As far as housing prices are concerned, we have not seen any sweeping measures put in place in recent months which could indicate that the rising prices are a genuine reflection of a shortage in housing. Only time will tell. But for now, the belief in the China story remains.

Financial Markets Summary

Index41558415722 Wk Chg (%)YTD (%)*USD vs Currency (YTD %)*Foreign Flows
(Equity in USD Mn) – YTD*
Shanghai 2228.1 2132.9 -4.3 -5.9 2.4                                             N.A.
Hong Kong 23218.3 22698.3 -2.2 0.8 0                                             N.A.
Singapore 3179.7 3205.2 0.8 1.6 -1.2                                             N.A.
Korea 2024.9 2034.4 0.5 2.6 0.3 6286.9
Thailand 1457.8 1454.9 -0.2 5.1 -1.5 -3395.5
Indonesia 4519.9 4580.8 1.3 6.3 -11.2 -1012.6
Philippines 6489.8 6539.8 0.8 12.5 -4.7 1057.9
NIFTY 6096.2 6144.9 0.8 4.1 -10.6 15454.7
Vietnam 494.5 500.7 1.3 20.9 -1.2 199.7


Malaysia’s Bold Fiscal Budget; GST Implementation

Fiscal prudence and long-term sustainability were high on the Malaysian government’s agenda as it announced the fiscal budget for FY2014. The fiscal deficit target for next year was lowered to 3.5 per cent from an expected four per cent this year, with the GDP also expected to accelerate in 2014. The government reiterated its intention to keep the total debt below 55 per cent of the country’s GDP.

What caught everyone’s eye, though, was the much anticipated GST, which will come into effect on April 1, 2015. The GST rate is set at six per cent, higher than what most predicted, but basic food items and essential services will be exempted. GST will replace the existing five to 10 per cent Sales Tax and the six per cent Service Tax. The sugar subsidy has also been removed with immediate effect, after fuel subsidies were cut earlier.

Along with the introduction of GST, the personal and corporate income tax rates will be lowered. The personal income tax rate will drop by one-three per cent and the chargeable income level will also be adjusted. Corporate Income Tax will fall by one per cent to touch 24 per cent. The budget seems to have struck the right chord by identifying the key challenges of fiscal deficit and federal debt.

Thailand Lowers 2013 GDP Forecast to 3.7 Per Cent

Bank of Thailand has moved to lower its forecast for the country’s GDP growth this year to 3.7 per cent from 4.2 per cent, the fourth time it has done so. This is in light of stagnant private consumption, weak exports and lesser stimulus from the public sector. In the Monetary Policy Committee’s meeting, the GDP forecast for 2014 was also slashed from five per cent to 4.8 per cent, with the possibility of a further delay in public infrastructure spending.

Meanwhile, capacity utilisation has been on a downward spiral. The customs data for September showed a seven per cent decline in exports, way below the expectation of 0.5 per cent growth. Imports were down 5.2 per cent compared to the estimates of 3.6 per cent.

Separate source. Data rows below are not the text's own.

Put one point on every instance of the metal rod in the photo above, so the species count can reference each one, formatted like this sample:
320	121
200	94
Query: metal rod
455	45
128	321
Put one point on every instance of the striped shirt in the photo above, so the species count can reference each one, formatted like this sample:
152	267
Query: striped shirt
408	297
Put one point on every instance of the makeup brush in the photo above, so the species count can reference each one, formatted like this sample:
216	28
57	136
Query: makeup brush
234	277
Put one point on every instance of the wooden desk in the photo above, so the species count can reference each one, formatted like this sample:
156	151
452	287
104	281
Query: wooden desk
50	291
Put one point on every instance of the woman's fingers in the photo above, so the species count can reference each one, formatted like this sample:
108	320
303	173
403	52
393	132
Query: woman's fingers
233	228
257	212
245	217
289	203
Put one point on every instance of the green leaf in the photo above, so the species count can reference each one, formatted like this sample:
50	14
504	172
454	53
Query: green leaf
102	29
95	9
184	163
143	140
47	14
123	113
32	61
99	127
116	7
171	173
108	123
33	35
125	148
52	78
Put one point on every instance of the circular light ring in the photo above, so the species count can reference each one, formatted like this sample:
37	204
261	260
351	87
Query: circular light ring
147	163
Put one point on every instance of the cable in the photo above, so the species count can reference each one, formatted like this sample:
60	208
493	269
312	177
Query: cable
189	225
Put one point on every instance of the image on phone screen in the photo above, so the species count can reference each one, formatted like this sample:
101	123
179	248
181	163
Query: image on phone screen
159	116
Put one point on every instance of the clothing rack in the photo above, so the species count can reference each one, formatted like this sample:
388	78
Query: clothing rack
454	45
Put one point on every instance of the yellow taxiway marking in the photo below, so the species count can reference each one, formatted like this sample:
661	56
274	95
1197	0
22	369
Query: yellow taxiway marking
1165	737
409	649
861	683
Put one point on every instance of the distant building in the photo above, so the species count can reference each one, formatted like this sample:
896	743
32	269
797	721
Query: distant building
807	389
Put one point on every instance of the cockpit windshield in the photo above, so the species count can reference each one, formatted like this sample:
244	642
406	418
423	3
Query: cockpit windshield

Given the recent macro statistics coming out of Thailand and the high base effect from 2012, it is almost certain that the GDP growth would trend lower this year.

Elsewhere, Finance Minister Kittiratt Na-Ranong said that he can accept higher-than-desirable interest rates provided that the currency remains near current levels, with the USDTHB trading close to 31.

Markets

The Asian markets continue to underperform those in the US and Europe. Global investors are convinced of US economic strength now, and are allocating capital there. Increasingly, data from Europe has led investors to believe that European recovery, while in its infancy, has legs, and capital flows are also moving towards Europe.

Weak payroll data and pressure on the US economy from the government shutdown has resulted in the Fed tapering expectations now being pushed further down to end March 2014, providing respite to emerging markets. While fixed income and currencies in Asia have recovered well, equity recovery is still a bit shaky. A large part of this equity weakness in the region stems from uncertainties over Chinese growth expectations. Any weakness in Chinese economic data could bring about some correction in Asian equities.